Terrorism | Niger’s actions against terrorists

The localities of Intezayane, Bakorat, Woursanat and several other hamlets and camps in the Tillia area of the Tahoua region of Niger were the target of an attack by terrorists that killed 137 people.  By systematically targeting civilian populations, terrorism is taking another step forward in its horror and barbarity.

Geographically, Niger is located in the center of the perimeter where terrorism is rampant, on the border of the two major hotbeds, northern Mali and the Lake Chad basin. In its southeastern part, close to Nigeria, Boko Haram and its dissident branch ISWAP are rife. In the west, near Mali, Niger is targeted by groups affiliated with the Islamic State and al-Qaeda.

Niger’s new president Mohamed Bazoum, elected on February 21, 2021, in charge of the democratic transition, is therefore facing a great challenge at a pivotal moment in his country’s history.

Education, poverty and the economy will have to be relegated to the background in spite of himself, as he has committed himself to fighting insecurity as a priority.

Some 12,000 Nigerien soldiers are fighting permanently in a dozen counter-jihadist operations in the southwest, close to Burkina Faso.

In concrete terms, the Nigerien army has deployed reinforcements in the Tillabéri region. But since it cannot put a soldier in every village, the first major challenge for the armed forces is to find original solutions.

Favoring mobile patrols by its soldiers in the affected areas, while many soldiers in Mali and Burkina Faso hardly leave their bases, is a promising start.

The Defense and Security Forces continue to conduct operations throughout Niger to disable terrorists and armed bandits. Their increased strength has enabled them to put an end to large-scale terrorist attacks, whose actions are now reduced to acts of sabotage of public and private infrastructure (see our article: Terrorism in Niger).

In the north of the country, specifically in the Agadez region, as part of the fight against transnational crime and terrorism, the elements of Defense Zone No. 8 in Dirkou have carried out a series of search and neutralization missions against armed gangs. They allowed to intercept 21 illegal gold diggers, to seize vehicles, Russian-made AK-47s with their accessories and a large quantity of ammunition.

In the west, in the region of Tillabéry, 17 terrorists were neutralized, 46 motorcycles, a vehicle and 2 logistical bunkers were destroyed by the soldiers engaged in Operation Niya.

The army also proceeded to the special recruitment of young people from all communities on the basis of their perfect knowledge of the terrain and their firm will and commitment to serve the fatherland. This is an attempt to divert the recruitment of young people by jihadist groups over the past several years in the Sahel.
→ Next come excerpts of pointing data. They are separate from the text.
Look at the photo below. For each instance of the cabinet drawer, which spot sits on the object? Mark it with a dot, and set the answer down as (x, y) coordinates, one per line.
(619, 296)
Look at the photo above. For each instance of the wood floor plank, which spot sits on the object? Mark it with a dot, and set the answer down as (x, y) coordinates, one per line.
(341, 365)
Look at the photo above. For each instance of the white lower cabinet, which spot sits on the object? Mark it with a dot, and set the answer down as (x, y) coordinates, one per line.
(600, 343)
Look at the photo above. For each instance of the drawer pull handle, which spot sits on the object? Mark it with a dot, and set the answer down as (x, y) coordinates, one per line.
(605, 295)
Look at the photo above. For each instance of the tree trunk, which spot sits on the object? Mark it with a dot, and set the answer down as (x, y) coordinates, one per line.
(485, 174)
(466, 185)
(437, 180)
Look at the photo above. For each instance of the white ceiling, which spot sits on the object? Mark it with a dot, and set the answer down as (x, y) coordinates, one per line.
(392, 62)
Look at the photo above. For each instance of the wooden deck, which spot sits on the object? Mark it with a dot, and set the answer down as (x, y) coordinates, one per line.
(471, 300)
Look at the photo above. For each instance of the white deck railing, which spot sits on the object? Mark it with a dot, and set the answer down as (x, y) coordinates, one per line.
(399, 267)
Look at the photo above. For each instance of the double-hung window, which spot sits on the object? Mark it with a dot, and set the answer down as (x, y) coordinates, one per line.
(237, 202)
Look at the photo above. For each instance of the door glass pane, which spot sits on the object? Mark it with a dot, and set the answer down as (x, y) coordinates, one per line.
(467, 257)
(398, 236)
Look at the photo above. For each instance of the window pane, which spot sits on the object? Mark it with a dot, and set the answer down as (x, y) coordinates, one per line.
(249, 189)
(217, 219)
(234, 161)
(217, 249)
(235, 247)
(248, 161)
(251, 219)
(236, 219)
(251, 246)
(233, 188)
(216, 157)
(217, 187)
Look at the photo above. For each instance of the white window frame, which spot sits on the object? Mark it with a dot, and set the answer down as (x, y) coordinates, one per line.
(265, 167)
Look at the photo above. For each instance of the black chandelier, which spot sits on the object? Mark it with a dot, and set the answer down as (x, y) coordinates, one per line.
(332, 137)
Like its neighbors Mali and Burkina Faso, Niger is also very affected by the exactions of jihadist groups.

The support of their European and American allies and the African Union against the jihadists is necessary for the Nigerien president.

The European Union in its fight for security and stability is strengthening its action in Niger. The G5 Sahel joint force, since 2020, completes the foreign contribution to the fight against terrorism. Within it, a contingent of 1,200 soldiers of the Chadian army, reputed to be the most seasoned in the region, has been deployed in the tri-border area.

President Bazoum aims to return all those displaced by insecurity to their villages of origin while guaranteeing their safety. This is a real political will on his part that has been very successful. The governors of the different regions are contributing to this by creating a climate of trust between the different communities and the different components of the population.

Since France announced in mid-February 2022 that it was withdrawing its Barkhane and European Takuba forces from Mali, Niamey has been fearful of a new jihadist upsurge in the vast region known as the three borders.

More than a year after coming to power and while his country is called upon to play a central role in the fight against terrorism in the region, President Bazoum announced the release of several “terrorists” detained in Niger, including, for the first time in this country, members of Boko Haram, as part of “the search for peace.

A strong supporter of this line, he has also initiated discussions with elements of the Islamic State in the Great Sahara responsible for recurrent deadly attacks in the west of the country. It is a new approach, that of the “helping hand” policy, which is aimed at young Nigeriens enlisted in the ranks of terrorist groups. They are, in particular, the sons of pastoralists impoverished by recurrent droughts, the expansion of agricultural land and cattle raids by armed groups.

As a gesture of goodwill, the head of state released seven terrorists and received them at the presidential palace. He also sent emissaries to nine known terrorist leaders. These are local elected officials, influential traditional and religious leaders, and people close to the jihadists. In taking this approach, President Bazoum wanted to address the structural causes of the crisis and establish a genuine dialogue with the communities.

These credible mediators are in a position, if they wish, to recreate trust. It should be noted that many Nigerien jihadist fighters are former members of a Peuhl self-defense militia that was disbanded in October 2011 by the authorities. Once disarmed, these militiamen were abandoned by the state and then taken over by armed terrorist groups.

This is not the first time Niger has experimented with local solutions to armed groups. As early as 2016-2017, the authorities decided to reach out to repentant former Boko Haram fighters. This option led to the surrender of dozens of active fighters in southeastern Niger. By April 2021, more than 240 former members of the terrorist group, including women and children, had completed a deradicalization and vocational training program at a Repentant Centre in Goudoumaria after surrendering to the authorities.

However, the issue of dialogue is not unique to Niger; it is also an issue in neighboring Mali. In 2020, former President Ibrahim Boubacar Keïta asked for emissaries to be sent to two jihadist leaders. However, there is no question of abandoning the military response to the jihadists for good.